変化の激しい現代社会では、現状に適応するだけでなく、失敗を恐れずに新しい道を開拓することも重要になります。アントレプレナーシップ教育を通じて得られる能力は、子どもたちに未来を生き抜く勇気と力を与えてくれるでしょう。

早い段階から社会参加の経験をすることが、子どもたちの自信につながります!

アントレプレナーシップ教育導入のポイント

アントレプレナーシップ教育では、学校外の企業・団体と連携した体験学習が重要です。地域の企業や団体と連携することで、子どもたちは、社会をより身近に感じられるようになるでしょう。

ここからは、アントレプレナーシップ教育を実践する際に確認したいポイントを解説します。スムーズに導入するためのヒントも紹介するので、参考にしてみてください。

準備段階でのチェックポイント

アントレプレナーシップ教育の導入を検討する際は、次のポイントを明確にしておきましょう。

▼準備段階で確認したいポイント

  • 育成したい資質・能力の明確化
  • 年間指導計画への位置づけ
  • 評価規準の設定
  • 外部連携先の確保

アントレプレナーシップ教育では、学校外と密に連携を取りながらプロジェクトを進めることが重要です。そのため、外部の連携先は早期に確保し、準備段階から深く関わってもらえるようにしましょう。家族や先生ではない、外部の社会人と協力してプロジェクトを進める経験が、子どもたちの視野を広げ、自信につながります。

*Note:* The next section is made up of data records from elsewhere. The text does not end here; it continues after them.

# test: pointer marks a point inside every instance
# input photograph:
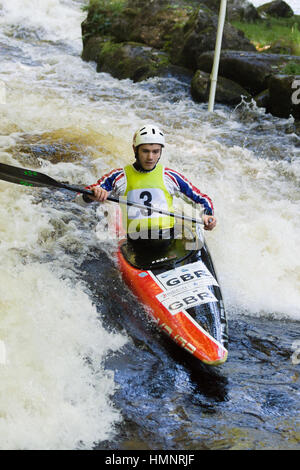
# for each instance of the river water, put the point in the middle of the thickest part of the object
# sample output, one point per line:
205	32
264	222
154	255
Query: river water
82	367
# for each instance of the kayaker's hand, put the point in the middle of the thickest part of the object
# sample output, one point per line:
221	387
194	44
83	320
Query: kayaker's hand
100	194
209	222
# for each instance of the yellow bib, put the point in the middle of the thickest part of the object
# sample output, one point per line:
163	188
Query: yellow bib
148	189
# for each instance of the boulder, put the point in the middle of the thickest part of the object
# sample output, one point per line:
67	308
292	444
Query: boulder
227	92
199	35
284	91
237	10
278	8
132	60
252	70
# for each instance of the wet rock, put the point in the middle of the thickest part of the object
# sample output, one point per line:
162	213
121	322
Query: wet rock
284	93
237	10
131	60
278	8
199	35
250	69
263	99
227	92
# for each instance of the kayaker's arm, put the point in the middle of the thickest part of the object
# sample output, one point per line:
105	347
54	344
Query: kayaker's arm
181	186
111	183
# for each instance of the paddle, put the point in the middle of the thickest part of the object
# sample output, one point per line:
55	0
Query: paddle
33	178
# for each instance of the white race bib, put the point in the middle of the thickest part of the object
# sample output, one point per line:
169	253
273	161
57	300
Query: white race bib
149	197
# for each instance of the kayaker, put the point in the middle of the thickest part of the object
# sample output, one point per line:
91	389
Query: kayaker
148	182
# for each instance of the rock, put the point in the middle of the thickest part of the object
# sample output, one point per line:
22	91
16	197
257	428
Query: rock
237	10
199	35
131	60
263	99
278	8
284	93
251	70
227	92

また、アントレプレナーシップとして定義される能力は多岐にわたります。そのため、具体的に内容の詳細を決める前に、プロジェクトごとに目標とする能力を絞り込むことが重要です。

効果的な導入のためのヒント

アントレプレナーシップ教育の導入を成功させるために、押さえておきたいヒントを紹介します。

スモールスタートで始める

導入の開始当初は、実施に無理のない小規模な内容から始めるのがおすすめです。まずは、学級活動や単一教科の中での課題として実施してみましょう。

小中学校のアントレプレナーシップ教育では、子どもたちの自己肯定感を育てることが重要です。いきなり実践が困難な大きな課題に取り組ませるのではなく、小さな課題を確実にこなすことで、子どもたちの成功体験を積み重ねていくことを主眼に置いてください。

小さな課題から段階的に規模を上げることにより、挑戦することに抵抗がある子にとっても、課題に対する心理的ハードルが下がりやすくなるでしょう。

地域資源を活用する

体験学習を計画する際には、学校の周囲にある地域資源を有効活用しましょう。たとえば、地域の企業や団体、商店街などと連携すると良いでしょう。

地域で働く大人たちと接点をもつことで、子どもたちが社会を身近に感じるきっかけになります。

失敗を許容する環境づくり

アントレプレナーシップ教育以外の場において、重視したいポイントは「失敗が許容される環境をつくる」ことです。子どもたちが失敗に対して「怒られる」「恥をかく」などのネガティブな印象をもたないような雰囲気づくりをしましょう。

アントレプレナーシップ教育導入の目的を、外部連携先と共有しておくことも重要です。

よくある課題と解決策

アントレプレナーシップ教育の小中学校への導入は過渡期であり、現状では、まだ課題も残っています。たとえば、学習時間の確保や評価基準、教員の精神的負担などが課題として挙げられています。しかし、アントレプレナーシップ教育の目的を理解して教職員内で協力することで、解決できる部分もあるでしょう。

ここでは、導入の際に起こりやすい問題と、その解決策を紹介します。

時間の確保

アントレプレナーシップ教育は、外部の連携先と協力して体験学習を行うのが一般的とされています。しかし、そのために十分な時間を初めから確保するのは、難しい場合も多いでしょう。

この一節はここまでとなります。